Category Archives: analysis

How to better use prewriting organizers

Organizing writing before the first sentence is written is a sure way for students to improve their writing.  Yet many students (most students?) don’t do it.  Why?  Some kids are in a hurry and don’t want to take the time to create an organizer.  Some kids don’t know how to create useful organizers.  Some kids think skipping an organizer won’t harm their writing.

What can teachers do to encourage students to create organizers and to use them?

Teachers could insist students use a prewriting organizer before writing a single sentence, and grade it or include it as part of the writing assignment grade.  For a given assignment, the teacher could reproduce several student prewriting organizers (and the teacher’s own prewriting organizer) for the class to analyze.  What ones are effective?  Why?  The teacher could ask students to compare those to their own organizers.  Then the teacher could ask students to improve their organizers before they write their essays.

Teachers could insist that students follow their organizers, and grade the essay, in part, on whether the organizer was followed.  Teachers could ask students to exchange organizers and essays before they are turned in for grades.  Classmates could alert students who have not followed the organizer.  Teachers could give those students more time to align their essays with their organizers.

Teachers could limit the kinds of organizers students use to

  • Either mindwebs or semiformal organizers for most informational and persuasive essays,
  • Either Venn diagrams or charts for comparison or contrasting information, or
  • Modified time lines for narratives.

Teachers could spend more time teaching how to use organizers without requiring the resulting essays.  Not every organizer needs to lead to an essay.

Teachers could provide exercises using poor organizers for students to analyze.  Students would need to identify why those organizers are poor and how they could be improved.

Why are “how” questions harder than “why” questions?

A sixth grade student I was tutoring this past week commented that he would much rather answer questions that asked “why” than “how.”

“And why is that?” I asked.

“Because you can start a ‘why’ answer with the word ‘because,” but I don’t know how to start a ‘how’ answer,” he said.

I looked through a 2016 New York State sixth grade exam to find out which kinds of questions comply with the Common Core State Standards, and here are some of the questions I found:

  • “Why are the results of the survey important?”
  • “How does Trina’s mood change?”
  • “Why does the relationship between Julianna and her father change?”
  • How does the father’s idea that Juliana needed to start looking at the whole landscape relate to his description of a painting?”

Then I thought of my students’ written answers to these questions, and sure enough, the “why” questions were responded to better than the “how” questions.

Both “why” and “how” questions require students to analyze a text, a harder task than recalling knowledge or proving understanding, according to Bloom’s taxonomy.  So in that sense, they begin at about the same difficulty level.
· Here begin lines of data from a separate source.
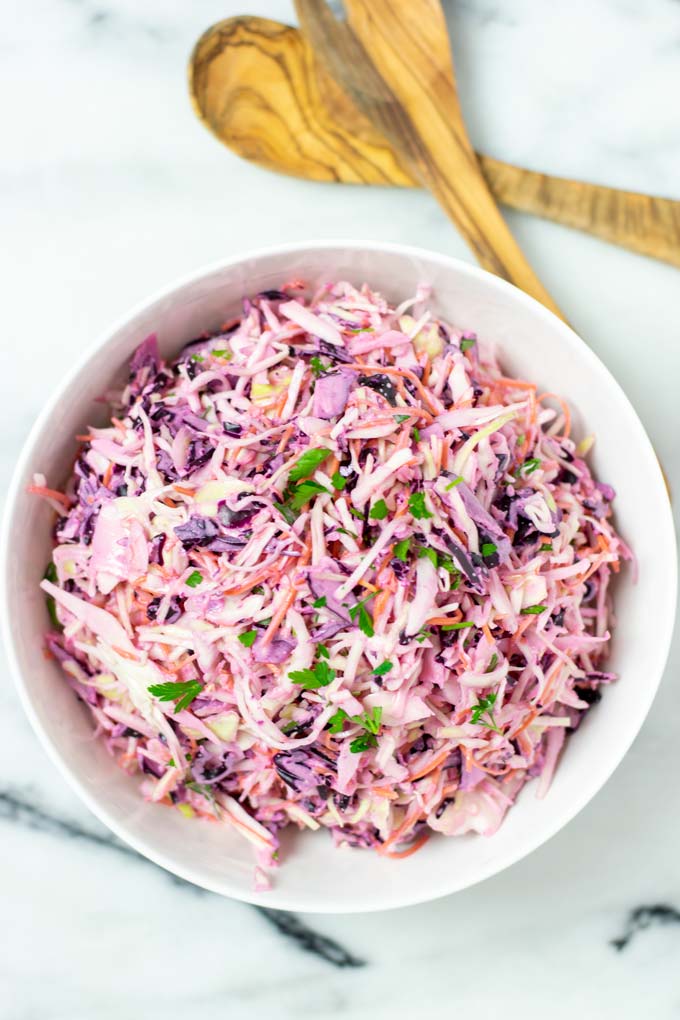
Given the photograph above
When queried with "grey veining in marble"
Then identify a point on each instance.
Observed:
(109, 189)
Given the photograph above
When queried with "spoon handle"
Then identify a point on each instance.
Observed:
(257, 86)
(408, 44)
(643, 223)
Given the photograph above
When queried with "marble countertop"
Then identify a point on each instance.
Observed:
(110, 188)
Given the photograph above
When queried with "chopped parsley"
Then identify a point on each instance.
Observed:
(320, 676)
(286, 511)
(417, 506)
(50, 602)
(336, 721)
(317, 366)
(483, 708)
(402, 549)
(182, 693)
(365, 621)
(378, 511)
(371, 723)
(309, 462)
(248, 638)
(305, 492)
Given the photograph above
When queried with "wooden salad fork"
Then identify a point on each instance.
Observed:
(406, 88)
(256, 85)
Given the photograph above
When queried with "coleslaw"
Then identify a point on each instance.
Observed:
(331, 568)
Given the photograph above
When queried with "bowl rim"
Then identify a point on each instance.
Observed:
(282, 902)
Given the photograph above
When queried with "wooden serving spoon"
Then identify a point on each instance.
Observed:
(256, 85)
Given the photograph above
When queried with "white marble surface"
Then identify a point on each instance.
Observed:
(110, 188)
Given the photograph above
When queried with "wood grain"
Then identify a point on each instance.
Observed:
(256, 86)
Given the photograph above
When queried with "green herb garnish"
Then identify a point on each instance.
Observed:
(378, 511)
(309, 462)
(417, 506)
(50, 601)
(320, 676)
(305, 492)
(182, 693)
(371, 723)
(336, 720)
(363, 743)
(402, 549)
(484, 707)
(317, 366)
(286, 511)
(365, 621)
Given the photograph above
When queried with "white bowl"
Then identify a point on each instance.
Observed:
(314, 876)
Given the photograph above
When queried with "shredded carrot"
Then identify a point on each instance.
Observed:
(50, 494)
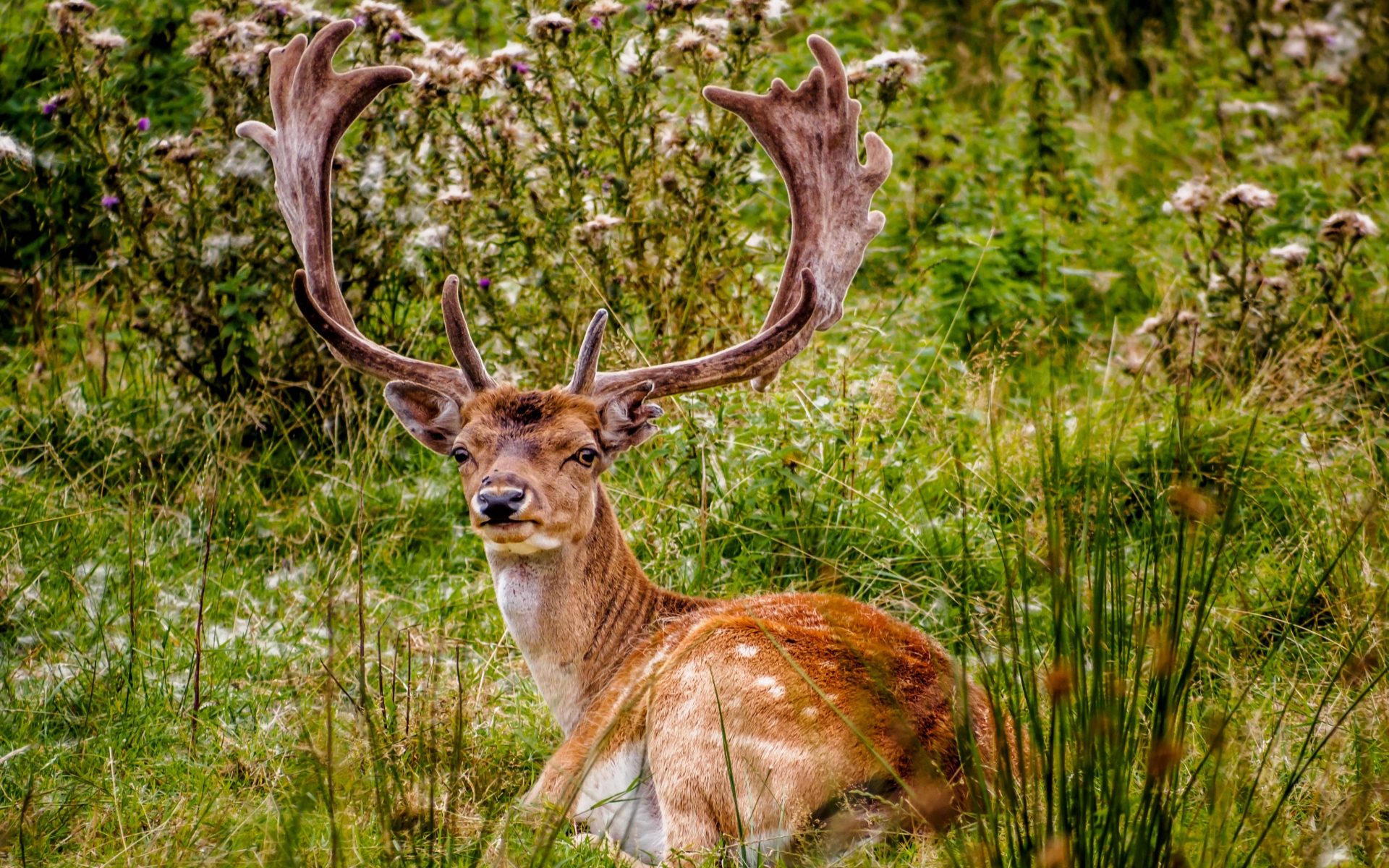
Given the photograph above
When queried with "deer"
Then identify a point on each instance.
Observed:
(691, 726)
A “why” question usually requires one reason although two or three reasons might contribute to a more complete answer.  For example, the question, “Why was George W. Bush elected US President in 2000?” can be answered with one idea:  He gained enough electoral college votes to win.  More could be said about the popular vote and the Florida debacle, but it is not required.  The electoral college information suffices.

But the question, “How did George W. Bush win the election in 2000?” requires more information, especially about the Florida recount and the involvement of the US Supreme Court.

Usually “how” questions require a sequence of information—more than one idea—or a comparison of information.  A “why” question requires one idea only.

For example, in the “how” exam questions listed above, to describe how Trina’s mood changes, the student must describe three things:  her mood at the beginning, the event which changes that mood, and her mood at the end.

To describe how a father’s advice that Julianna must look at the whole picture relates to his painting, the student must first describe the fragmented way Julianna is talking about her boyfriend’s eyes, hair and cheek color, and then relate the fragmented way her father talks about painting a cow, a meadow or sunshine, and then relate both conversations to the father’s statement that putting it all together is when the magic happens.

My student’s insight taught me that I need to discuss with my students what kinds of information are required to answer “how” questions.  To prepare them better for their exams, together we need to respond to more “how” questions, first discussing the kinds of information needed to supply a complete answer.  In this case, it is the thinking through of the answer rather than the actual writing which is difficult for students.